Many Alta Hawks are finding it hard to have the motivation to get started and complete their work when it needs to be completed. This can be problematic because without motivation, assignments rarely get done. There are also distractions at home, like technology, siblings, and parents telling you to do chores or exercise. These distractions keep students from completing their daily work.

Louren Hodges stated, “I definitely miss the socialization, seeing my friends everyday, and asking teachers questions.”

Not seeing people face to face has taken a toll on many. Extroverts are finding it difficult to go without talking to people everyday. Introverts, on the other hand, may think that social distancing is great. The situation all depends on who you are talking to and how you look at it.

“I enjoy online school because it gives me more time to be able to do my work and I can sit on my bed and do my homework.”, Nick Smith continued, “It’s glorious.”

Online school allows students to be more in control of when they learn and how they learn. Hodges likes that she can learn and complete her work at her own pace without the pressure of a classroom environment. Distance learning also allows students to stay in their pajamas and even their beds, which is a bonus.

The opinions of online school range from great to awful, depending on whom you are talking to.
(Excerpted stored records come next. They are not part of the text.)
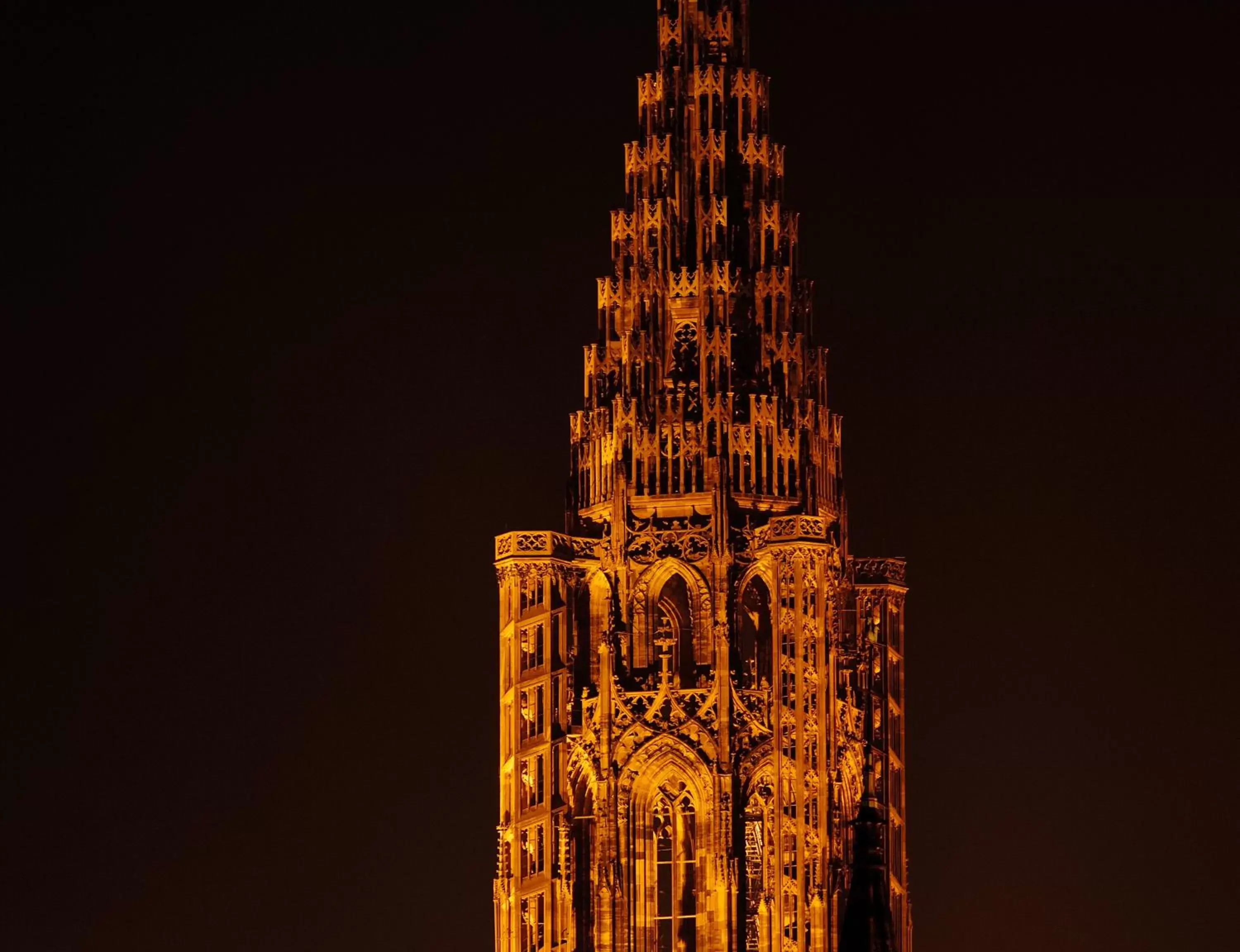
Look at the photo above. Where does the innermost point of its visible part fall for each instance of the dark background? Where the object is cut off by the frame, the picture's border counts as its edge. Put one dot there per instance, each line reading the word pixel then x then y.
pixel 298 303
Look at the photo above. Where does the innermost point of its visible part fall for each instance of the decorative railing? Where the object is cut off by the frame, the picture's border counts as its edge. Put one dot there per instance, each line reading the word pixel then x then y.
pixel 545 545
pixel 878 571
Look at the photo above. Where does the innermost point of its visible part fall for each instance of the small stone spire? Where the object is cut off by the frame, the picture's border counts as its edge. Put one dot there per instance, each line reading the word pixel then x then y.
pixel 867 925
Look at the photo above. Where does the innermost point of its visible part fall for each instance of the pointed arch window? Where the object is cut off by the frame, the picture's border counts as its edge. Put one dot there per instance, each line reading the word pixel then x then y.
pixel 672 618
pixel 675 833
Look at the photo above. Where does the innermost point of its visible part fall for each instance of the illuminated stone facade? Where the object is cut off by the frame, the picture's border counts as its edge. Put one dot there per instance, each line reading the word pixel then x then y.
pixel 692 675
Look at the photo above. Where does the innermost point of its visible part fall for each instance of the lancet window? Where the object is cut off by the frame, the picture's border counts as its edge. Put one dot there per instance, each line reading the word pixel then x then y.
pixel 532 781
pixel 672 619
pixel 534 933
pixel 532 717
pixel 534 851
pixel 675 832
pixel 532 646
pixel 756 635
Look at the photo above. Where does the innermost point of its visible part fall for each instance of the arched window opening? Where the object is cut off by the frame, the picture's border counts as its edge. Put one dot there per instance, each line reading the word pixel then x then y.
pixel 756 635
pixel 601 621
pixel 675 832
pixel 583 866
pixel 674 619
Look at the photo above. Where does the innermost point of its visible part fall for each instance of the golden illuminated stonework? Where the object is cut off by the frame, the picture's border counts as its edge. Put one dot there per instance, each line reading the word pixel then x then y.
pixel 701 688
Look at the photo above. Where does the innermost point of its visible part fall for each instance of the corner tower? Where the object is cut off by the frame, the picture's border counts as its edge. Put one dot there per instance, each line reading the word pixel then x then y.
pixel 691 675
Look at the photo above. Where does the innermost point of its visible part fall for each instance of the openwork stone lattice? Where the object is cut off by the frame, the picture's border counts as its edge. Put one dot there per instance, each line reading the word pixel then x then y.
pixel 696 678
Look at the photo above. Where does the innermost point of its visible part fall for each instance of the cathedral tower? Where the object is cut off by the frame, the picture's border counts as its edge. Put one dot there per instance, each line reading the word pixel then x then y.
pixel 701 687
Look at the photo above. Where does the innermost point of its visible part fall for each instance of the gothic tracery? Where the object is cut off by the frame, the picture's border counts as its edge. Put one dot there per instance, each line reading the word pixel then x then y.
pixel 691 677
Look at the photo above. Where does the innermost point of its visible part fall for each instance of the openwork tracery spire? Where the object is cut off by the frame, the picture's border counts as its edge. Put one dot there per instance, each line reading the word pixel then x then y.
pixel 703 375
pixel 692 675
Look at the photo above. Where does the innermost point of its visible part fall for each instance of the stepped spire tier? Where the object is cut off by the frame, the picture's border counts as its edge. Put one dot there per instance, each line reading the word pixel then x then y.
pixel 691 674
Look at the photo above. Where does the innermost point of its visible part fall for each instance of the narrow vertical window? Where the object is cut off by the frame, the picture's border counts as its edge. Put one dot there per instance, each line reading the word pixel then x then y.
pixel 675 833
pixel 664 924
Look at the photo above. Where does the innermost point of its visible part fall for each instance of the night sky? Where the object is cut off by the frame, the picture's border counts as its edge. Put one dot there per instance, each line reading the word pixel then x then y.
pixel 296 317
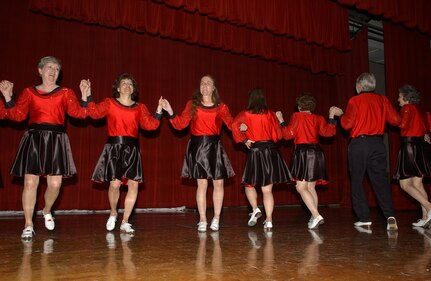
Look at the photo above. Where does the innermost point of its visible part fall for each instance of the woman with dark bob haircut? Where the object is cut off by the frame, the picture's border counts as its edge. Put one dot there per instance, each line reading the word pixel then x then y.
pixel 413 162
pixel 308 169
pixel 120 160
pixel 264 165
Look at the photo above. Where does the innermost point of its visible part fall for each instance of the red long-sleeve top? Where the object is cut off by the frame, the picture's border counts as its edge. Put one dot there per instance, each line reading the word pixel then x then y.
pixel 261 127
pixel 45 107
pixel 123 120
pixel 206 122
pixel 413 122
pixel 306 127
pixel 429 121
pixel 367 114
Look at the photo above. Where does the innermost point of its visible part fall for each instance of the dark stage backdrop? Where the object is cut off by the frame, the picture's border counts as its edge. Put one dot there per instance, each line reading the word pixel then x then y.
pixel 172 68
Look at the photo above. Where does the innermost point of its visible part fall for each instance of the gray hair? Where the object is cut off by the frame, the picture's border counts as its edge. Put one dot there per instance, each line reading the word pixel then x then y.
pixel 367 81
pixel 410 94
pixel 49 59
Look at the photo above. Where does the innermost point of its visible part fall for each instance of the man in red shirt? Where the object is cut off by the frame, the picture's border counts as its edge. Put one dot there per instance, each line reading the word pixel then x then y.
pixel 366 116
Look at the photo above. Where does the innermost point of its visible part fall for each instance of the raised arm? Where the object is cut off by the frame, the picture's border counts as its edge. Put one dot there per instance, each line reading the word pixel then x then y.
pixel 289 130
pixel 226 116
pixel 179 122
pixel 14 111
pixel 146 120
pixel 238 135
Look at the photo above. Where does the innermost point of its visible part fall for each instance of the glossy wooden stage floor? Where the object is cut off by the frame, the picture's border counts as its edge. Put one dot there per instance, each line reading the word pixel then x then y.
pixel 167 246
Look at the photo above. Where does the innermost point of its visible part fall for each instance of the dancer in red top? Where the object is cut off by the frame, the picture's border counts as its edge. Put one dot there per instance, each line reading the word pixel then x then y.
pixel 413 161
pixel 120 160
pixel 366 116
pixel 205 157
pixel 264 165
pixel 44 149
pixel 308 159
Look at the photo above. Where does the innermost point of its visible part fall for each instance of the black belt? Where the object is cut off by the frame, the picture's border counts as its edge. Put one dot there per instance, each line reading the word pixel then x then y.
pixel 123 140
pixel 369 136
pixel 412 139
pixel 47 127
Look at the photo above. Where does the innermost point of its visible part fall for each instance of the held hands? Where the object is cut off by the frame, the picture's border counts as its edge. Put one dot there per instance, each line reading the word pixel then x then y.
pixel 160 106
pixel 249 143
pixel 335 111
pixel 166 106
pixel 85 87
pixel 279 116
pixel 6 89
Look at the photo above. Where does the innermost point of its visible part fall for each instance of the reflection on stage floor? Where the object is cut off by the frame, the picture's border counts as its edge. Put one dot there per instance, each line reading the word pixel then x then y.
pixel 167 246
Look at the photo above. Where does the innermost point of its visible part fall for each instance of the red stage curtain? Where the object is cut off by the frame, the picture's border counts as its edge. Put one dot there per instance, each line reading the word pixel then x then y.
pixel 169 68
pixel 411 14
pixel 162 67
pixel 356 63
pixel 329 28
pixel 407 61
pixel 297 19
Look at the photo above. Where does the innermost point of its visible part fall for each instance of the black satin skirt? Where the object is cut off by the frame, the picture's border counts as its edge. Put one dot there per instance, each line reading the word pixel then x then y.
pixel 264 165
pixel 44 150
pixel 206 159
pixel 413 159
pixel 120 159
pixel 309 164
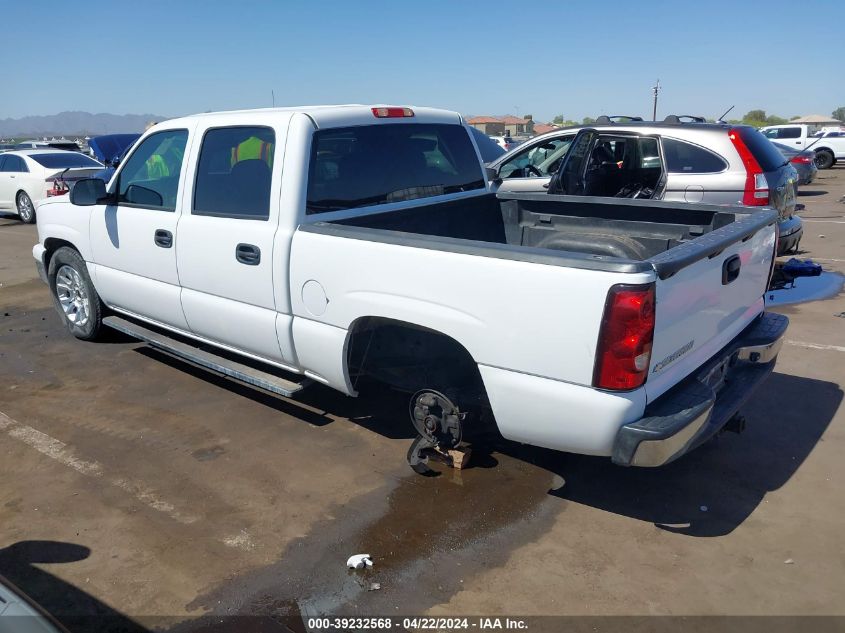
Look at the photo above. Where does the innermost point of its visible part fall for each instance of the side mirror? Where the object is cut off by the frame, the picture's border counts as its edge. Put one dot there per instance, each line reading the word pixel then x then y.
pixel 88 192
pixel 493 175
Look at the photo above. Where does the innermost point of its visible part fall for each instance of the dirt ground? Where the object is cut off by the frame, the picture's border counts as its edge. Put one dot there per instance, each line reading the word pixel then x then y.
pixel 133 485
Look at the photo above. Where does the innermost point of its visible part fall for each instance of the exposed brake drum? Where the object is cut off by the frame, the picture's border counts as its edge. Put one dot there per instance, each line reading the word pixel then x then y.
pixel 439 423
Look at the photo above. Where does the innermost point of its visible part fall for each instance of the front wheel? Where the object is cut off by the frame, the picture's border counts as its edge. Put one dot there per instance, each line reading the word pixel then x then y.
pixel 74 295
pixel 824 159
pixel 26 210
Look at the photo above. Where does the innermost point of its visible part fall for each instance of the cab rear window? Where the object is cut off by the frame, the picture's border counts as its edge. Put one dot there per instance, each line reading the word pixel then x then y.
pixel 379 164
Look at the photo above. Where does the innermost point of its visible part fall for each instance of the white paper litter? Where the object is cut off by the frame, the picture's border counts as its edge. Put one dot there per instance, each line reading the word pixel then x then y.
pixel 359 561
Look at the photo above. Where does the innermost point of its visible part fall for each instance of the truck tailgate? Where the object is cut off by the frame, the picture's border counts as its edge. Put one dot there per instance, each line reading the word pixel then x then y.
pixel 708 290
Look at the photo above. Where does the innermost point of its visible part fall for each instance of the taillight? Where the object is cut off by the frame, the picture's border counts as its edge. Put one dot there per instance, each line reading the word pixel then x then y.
pixel 756 193
pixel 627 332
pixel 392 113
pixel 774 257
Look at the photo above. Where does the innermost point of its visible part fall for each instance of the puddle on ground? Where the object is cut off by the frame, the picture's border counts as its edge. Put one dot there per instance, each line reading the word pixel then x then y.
pixel 425 536
pixel 807 289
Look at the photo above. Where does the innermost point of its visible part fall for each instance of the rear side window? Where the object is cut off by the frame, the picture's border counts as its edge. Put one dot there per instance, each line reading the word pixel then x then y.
pixel 686 158
pixel 64 160
pixel 789 132
pixel 761 148
pixel 234 173
pixel 14 164
pixel 378 164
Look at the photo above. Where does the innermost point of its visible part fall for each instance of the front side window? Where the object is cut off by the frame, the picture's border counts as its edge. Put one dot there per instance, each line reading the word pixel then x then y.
pixel 540 160
pixel 378 164
pixel 686 158
pixel 234 173
pixel 150 178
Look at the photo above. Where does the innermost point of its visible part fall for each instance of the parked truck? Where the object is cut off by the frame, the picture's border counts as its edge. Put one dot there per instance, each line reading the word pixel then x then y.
pixel 331 244
pixel 828 145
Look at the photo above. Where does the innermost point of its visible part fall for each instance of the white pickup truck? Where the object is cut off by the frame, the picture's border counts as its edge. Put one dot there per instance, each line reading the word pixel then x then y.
pixel 828 145
pixel 330 244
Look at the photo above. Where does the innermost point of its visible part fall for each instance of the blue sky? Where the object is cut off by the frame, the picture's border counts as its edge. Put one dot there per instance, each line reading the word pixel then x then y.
pixel 572 58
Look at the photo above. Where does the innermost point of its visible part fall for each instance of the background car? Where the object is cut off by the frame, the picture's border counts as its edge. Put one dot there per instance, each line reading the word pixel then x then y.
pixel 671 160
pixel 29 176
pixel 64 144
pixel 803 161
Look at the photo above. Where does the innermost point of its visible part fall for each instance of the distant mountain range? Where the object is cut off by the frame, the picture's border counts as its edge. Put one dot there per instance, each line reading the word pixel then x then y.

Online learning has obviously impacted students tremendously, but they aren’t the only stakeholder impacted by the school soft closure. Teachers also face huge challenges with developing curriculum, posting to Canvas, and staying on top of the hundreds of assignments every day. All interviewed said it has been a huge adjustment and they all want to be in the classroom with their students and miss having daily interaction.

Debate Coach Sydnie Schoepf said that most of what she does in the classroom is effective because if personal interactions. “Getting kids engaged when I can’t be there to explain and encourage them … that’s hard.”

On the side of frustration, engaging everyone is another big problem. It’s time consuming to check Canvas and make sure people are logging in and when they don’t log in and engage, it presents a whole set of problems. Some students have reasons for not doing work, but on the whole, those who don’t engage just don’t want to do the work. “I think the hardest thing is seeing kids working to fulfill expectations and then seeing so many others who aren’t doing their work,” said Ms. Camille Graff.

Teacher Denise Ferguson said online school has been an adjustment. She loves not waking up at 5:30 every morning, but she would go back to that in an instant now. “The most frustrating part of distance learning is communication and connecting with every students. “It’s difficult to reach everyone all the time,” she said. “Some students don’t read email, look at texts, and just want to stay unnoticed and ignoring communications is their way out of it. Communications naturally break down which has been frustrating.”

Mrs. Ferguson said she has started making personal phone calls to connect with students and encourage class participation.

Teachers go into teaching because they like to interact with others and they miss their students. “The hardest thing for me is lack of interaction with my students,” said Ms. Peggy Deveney. “Not having personal contact with them is hard.”

Several said they simply miss their students’ voices. And Mrs. Lantis especially misses saying, “Please put away your phones.”